Órgão: Consultoria Tributária da Sefaz de São Paulo.

Resposta à Consulta nº 19.742, de 27/07/2019

RESPOSTA À CONSULTA TRIBUTÁRIA 19742/2019, de 27 de Julho de 2019.

Disponibilizado no site da SEFAZ em 17/09/2019.

Ementa

ICMS - Isenção - Operações com ovos.

I - A isenção prevista no artigo 41 do Anexo I do RICMS/2000 aplica-se somente às operações internas com os insumos agropecuários nele relacionados.

II - Nas operações com ovos em estado natural, desde que não destinados à industrialização, poderá ser aplicada a isenção do artigo 36 do Anexo I do RICMS/2000, e não será exigido o estorno do crédito do imposto, conforme disposição expressa do § 2º do mesmo artigo.

Relato

1. A Consulente, que exerce a atividade principal de "produção de ovos" (CNAE 01.55-5/05), informa adquirir insumos (milho e farelo de soja) de outras unidades da Federação para a formulação de ração para alimentação de galinhas poedeiras. Afirma que nessas aquisições há redução da base de cálculo de 70%. Os ovos, por sua vez, são vendidos com a isenção concedida pelo inciso IX do artigo 36 do Anexo I do RICMS/2000.

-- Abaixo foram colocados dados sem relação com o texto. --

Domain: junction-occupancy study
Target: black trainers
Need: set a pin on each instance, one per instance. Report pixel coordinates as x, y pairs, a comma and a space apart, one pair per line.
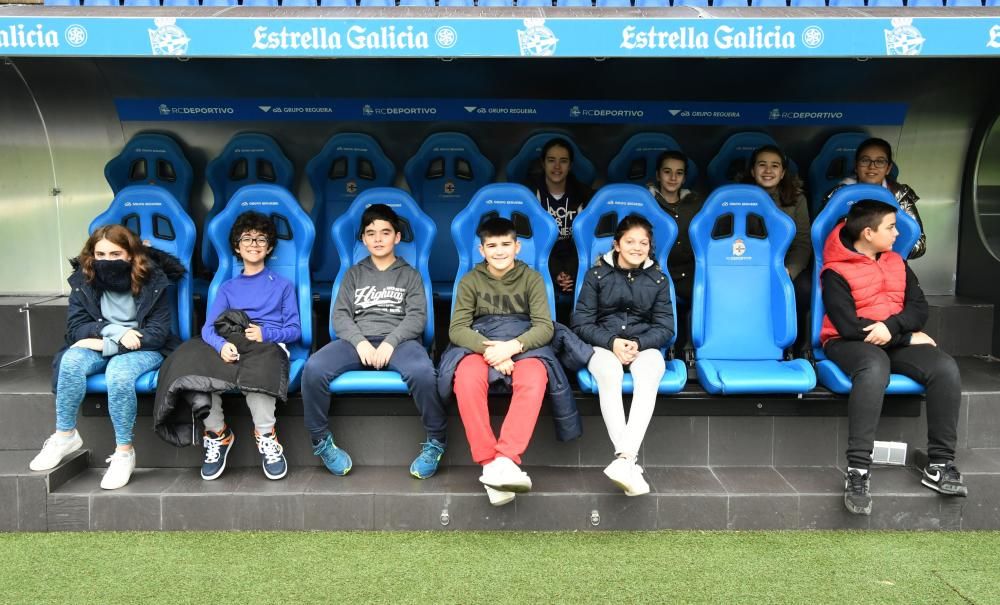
944, 478
856, 496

2. Por fim, questiona se, com a revogação do § 3º do artigo 41 do Anexo I do RICMS/2000, poderá "continuar creditando o icms nas aquisições de insumos de outra UF".

Interpretação

3. O artigo 41 do Anexo I do RICMS/2000, assim dispõe em seu caput:

"Artigo 41 (INSUMOS AGROPECUÁRIOS) - Operações internas realizadas com os insumos agropecuários a seguir indicados (Convênio ICMS-100/97, cláusulas primeira, com alteração dos Convênios ICMS-97/99 e ICMS-8/00, segunda, terceira, quinta e sétima, e Convênio ICMS-5/99, cláusula primeira, IV, 29):

(...)"

4. Conforme se depreende da leitura acima, a isenção prevista aplica-se às operações internas com os insumos agropecuários indicados nos incisos seguintes. Como a Consulente afirma adquirir esses insumos (milho e farelo de soja), em outros Estados, essa isenção não pode ser aplicada a essas operações. Por consequência, também não se aplica à operação descrita pela Consulente a não exigência do estorno do crédito relativo às mercadorias beneficiadas com a isenção e que foi revogada pelo Decreto nº 64.213/2019.

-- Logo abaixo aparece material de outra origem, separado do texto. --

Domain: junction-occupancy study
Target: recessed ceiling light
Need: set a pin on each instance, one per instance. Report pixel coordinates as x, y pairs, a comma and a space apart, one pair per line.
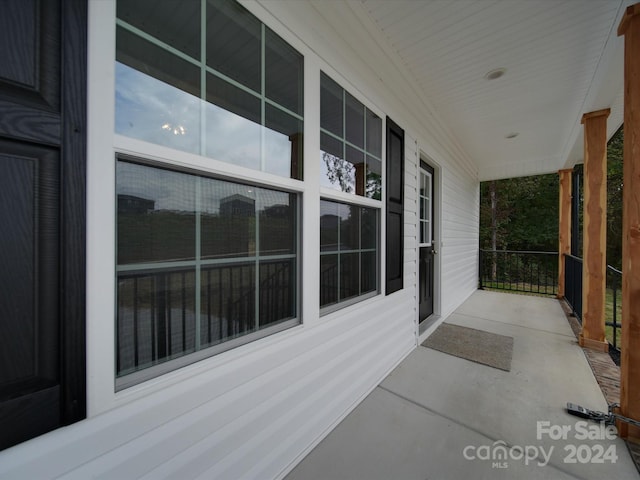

5. Por sua vez, o artigo 36 do Anexo I do RICMS/2000, que dispõe sobre a isenção relativa aos produtos hortifrutigranjeiros, tem a seguinte redação:

"Artigo 36 (HORTIFRUTIGRANJEIROS) - Operações com os seguintes produtos em estado natural, exceto quando destinados à industrialização (Convênio ICM-44/75, com alteração dos Convênios ICM-20/76, ICM-7/80, cláusula primeira, ICM-24/85, ICM-30/87, ICMS-68/90 e ICMS-17/93, e Convênio ICMS-124/93, cláusula primeira, V, 2): (Redação dada ao "caput" do artigo, mantidos os seus incisos, pelo Decreto 52.836, de 26-03-2008; DOE 27-03-2008)

(...)

IX - ovos;

(...)

§ 2º - Não se exigirá o estorno do crédito do imposto relativo às mercadorias beneficiadas com a isenção prevista neste artigo.

(...)"

6. De acordo com o artigo acima transcrito, quando a Consulente realizar operações com ovos em estado natural, desde que não destinados à industrialização, poderá aplicar a isenção e não será exigido o estorno do crédito do imposto, conforme disposição expressa do § 2º do mesmo artigo.

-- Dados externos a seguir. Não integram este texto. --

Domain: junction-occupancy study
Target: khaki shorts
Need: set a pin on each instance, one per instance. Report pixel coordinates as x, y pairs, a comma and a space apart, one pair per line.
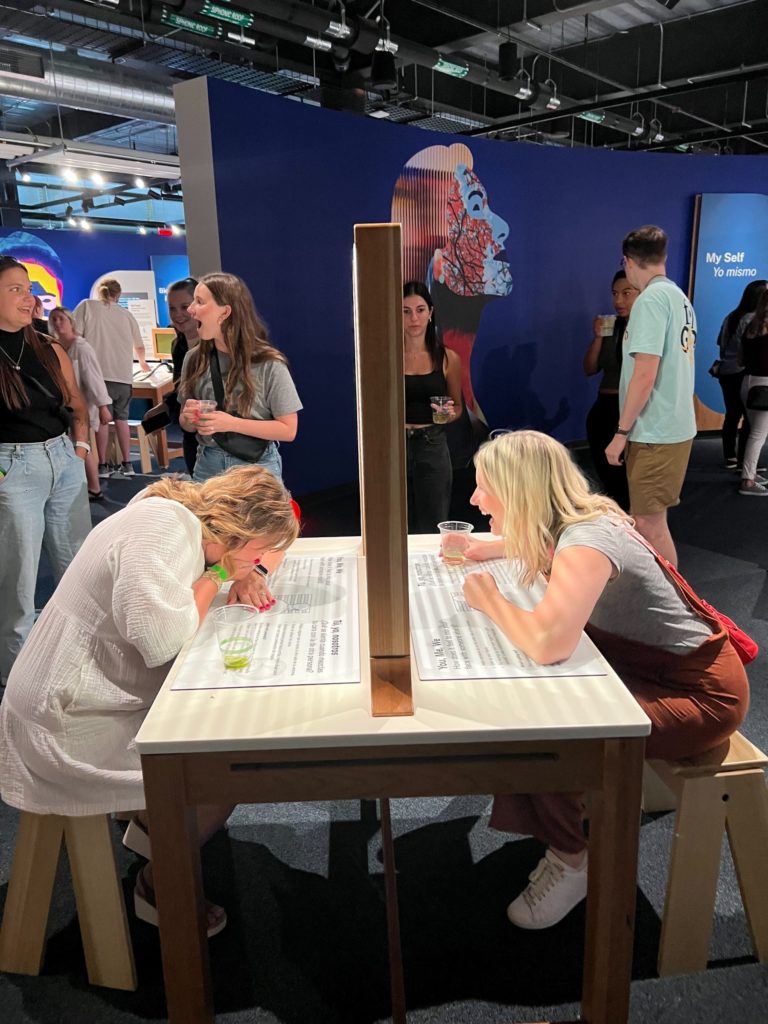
655, 474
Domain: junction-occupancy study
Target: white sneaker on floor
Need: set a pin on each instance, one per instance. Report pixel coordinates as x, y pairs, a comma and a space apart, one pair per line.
554, 890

7. Assim, a Consulente, ao adquirir milho e farelo de soja de outros Estados, poderá se creditar do imposto efetivamente pago por seu fornecedor na operação anterior quando realizar operação em que seja aplicada a isenção prevista no artigo 36 do Anexo I do RICMS/2000.

8. Com esses esclarecimentos, damos por respondidas as dúvidas da Consulente.

Nota:

A Resposta à Consulta Tributária aproveita ao consulente nos termos da legislação vigente. Deve-se atentar para eventuais alterações da legislação tributária.

Base Legal: Resposta à Consulta nº 19.742, de 27/07/2019.